De vrouwen hebben zich met hun zakdoeken koelte toe zitten wuiven en de loddereindoosjes zijn druk rondgegaan. Maar de dominee heeft gevraagd, of ze die zakdoeken wat wilden laten rusten, het hinderde hem zo. Toen was 't uit. Het werd plotseling doodstil in de kerk, toen de dominee dat zei. Hij kon het doen, want hij is een vreemde, die durft natuurlijk altijd meer. ‘Hij heeft ruild met onzen dominee,’ heeft Wapse verteld. ‘Ie zult es zien, hoe vol het wordt.... Hij weet de mensen wel te! pakken, maar hij graaft niet diep, en as hij zijn zin kreeg, liet hij gezangen zingen. Ik hou het met ons eigen.’
Wapse heeft gelijk gehad. Het is vol en hij hééft de mensen te pakken. Hij slaat niet op de preekstoel en hij schreeuwt niet. Hij ligt voorover geleund op de grote bijbel, een oude man met een kaal hoofd en een grijs puntbaardje, een vriendelijk gezicht. Hij praat rustig en overtuigend. Hij vertelt en Wapse in de ouderlingenbank zit net zo gretig te luisteren naar zijn oppervlakkige preek als ieder ander. Maar Bartje, in het midden van de kerk, geklemd tussen een ouden boer en zijn vader, kan eens een enkele zin opvangen, als zijn oor zich te luisteren zet, dan zijn er na een
| |
| |
poosje de warmte en de zorg, die slaan zijn aandacht stuk.
‘De verloren zoon,’ zegt de dominee, ‘laat ons daar steeds aan denken, gemeente, heeft in de grootste zonden en in de bangste ellende nooit geheel het vertrouwen in den Vader verloren....’ Hij wacht even, hij buigt zich nog meer naar de schare en zijn vriendelijk oud gezicht wordt al blij, door het genot van de gedachte, die hij nu zal gaan uitspreken.
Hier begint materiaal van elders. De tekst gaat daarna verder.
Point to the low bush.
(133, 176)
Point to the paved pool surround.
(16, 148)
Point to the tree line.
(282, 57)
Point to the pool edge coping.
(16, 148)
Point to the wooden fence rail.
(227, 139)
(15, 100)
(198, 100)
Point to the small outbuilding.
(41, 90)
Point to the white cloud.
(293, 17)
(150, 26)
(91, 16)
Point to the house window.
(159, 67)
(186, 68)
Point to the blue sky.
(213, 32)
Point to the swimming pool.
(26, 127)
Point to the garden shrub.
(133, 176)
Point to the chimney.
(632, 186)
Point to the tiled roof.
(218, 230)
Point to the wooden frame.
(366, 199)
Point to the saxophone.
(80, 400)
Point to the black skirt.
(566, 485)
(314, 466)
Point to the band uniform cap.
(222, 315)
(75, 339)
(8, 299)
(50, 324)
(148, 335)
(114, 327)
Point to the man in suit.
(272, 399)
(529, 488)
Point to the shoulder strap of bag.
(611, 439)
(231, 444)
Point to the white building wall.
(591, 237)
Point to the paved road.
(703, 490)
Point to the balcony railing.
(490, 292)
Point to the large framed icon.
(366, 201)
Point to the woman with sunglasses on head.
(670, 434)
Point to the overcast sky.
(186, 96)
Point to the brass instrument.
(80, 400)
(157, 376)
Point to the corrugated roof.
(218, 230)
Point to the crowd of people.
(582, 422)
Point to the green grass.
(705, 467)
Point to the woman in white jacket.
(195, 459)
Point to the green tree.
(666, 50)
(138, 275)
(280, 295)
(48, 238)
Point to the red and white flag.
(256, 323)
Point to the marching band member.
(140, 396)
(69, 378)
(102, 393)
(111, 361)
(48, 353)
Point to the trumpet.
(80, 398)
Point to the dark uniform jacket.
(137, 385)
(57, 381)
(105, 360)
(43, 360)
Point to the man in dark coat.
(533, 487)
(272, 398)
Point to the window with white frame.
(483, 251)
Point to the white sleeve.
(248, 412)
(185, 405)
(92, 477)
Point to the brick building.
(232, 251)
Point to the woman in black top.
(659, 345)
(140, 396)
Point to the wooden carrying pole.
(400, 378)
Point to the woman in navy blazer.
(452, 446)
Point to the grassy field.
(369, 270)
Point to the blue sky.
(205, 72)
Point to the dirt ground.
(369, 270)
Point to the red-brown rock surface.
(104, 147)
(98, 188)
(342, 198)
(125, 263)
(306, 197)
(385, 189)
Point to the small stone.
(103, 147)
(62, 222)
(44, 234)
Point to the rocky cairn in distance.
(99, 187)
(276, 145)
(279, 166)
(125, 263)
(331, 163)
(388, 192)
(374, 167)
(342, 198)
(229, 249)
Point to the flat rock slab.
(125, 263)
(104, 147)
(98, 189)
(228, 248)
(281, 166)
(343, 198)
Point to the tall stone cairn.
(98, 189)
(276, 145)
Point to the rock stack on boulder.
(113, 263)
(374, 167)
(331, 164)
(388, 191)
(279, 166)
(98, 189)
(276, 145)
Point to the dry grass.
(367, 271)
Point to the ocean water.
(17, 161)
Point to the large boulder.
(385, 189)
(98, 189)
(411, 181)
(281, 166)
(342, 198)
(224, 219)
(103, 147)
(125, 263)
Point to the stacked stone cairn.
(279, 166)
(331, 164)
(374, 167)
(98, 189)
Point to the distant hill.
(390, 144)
‘Wanhoop nooit, als gij midden in de zonde ligt,’ zegt hij. ‘Denk er aan, dat Gods vaderarmen steeds zijn uitgebreid, om u te ontvangen. Hij wacht op Zijn verloren kind.’
Zou je nou niet zeggen, dat hij tegen mij praat? denkt Bartje. Hij buigt zich voorover om beter te luisteren en hij merkt dat zijn rug aan de bank is vastgekleefd. Op 'tzelfde ogenblik is daar al zijn aandacht bij. Met zijn broek is het al het zo. Als nu straks, bij het opstaan, de touwtjes maar niet uitscheuren, waarmee Arie vanmiddag de grote winkelhaak heeft vastgeprakkizeerd. 't Is het pakje van de diakens. ‘'t Is joen één en joen al,’ zegt moeder, - Bartje ziet haar waarschuwende vinger - ‘denk daaromme. As 't op is, krieg ie d'r geen ander veur weer....’ Zou dat kunnen, dat de broek zo aan de bank vastkleeft, dat de hele bodem er uitscheurt? 't Is maar een dun stofje. Dan moet hij in zijn onderbroek de kerk uit.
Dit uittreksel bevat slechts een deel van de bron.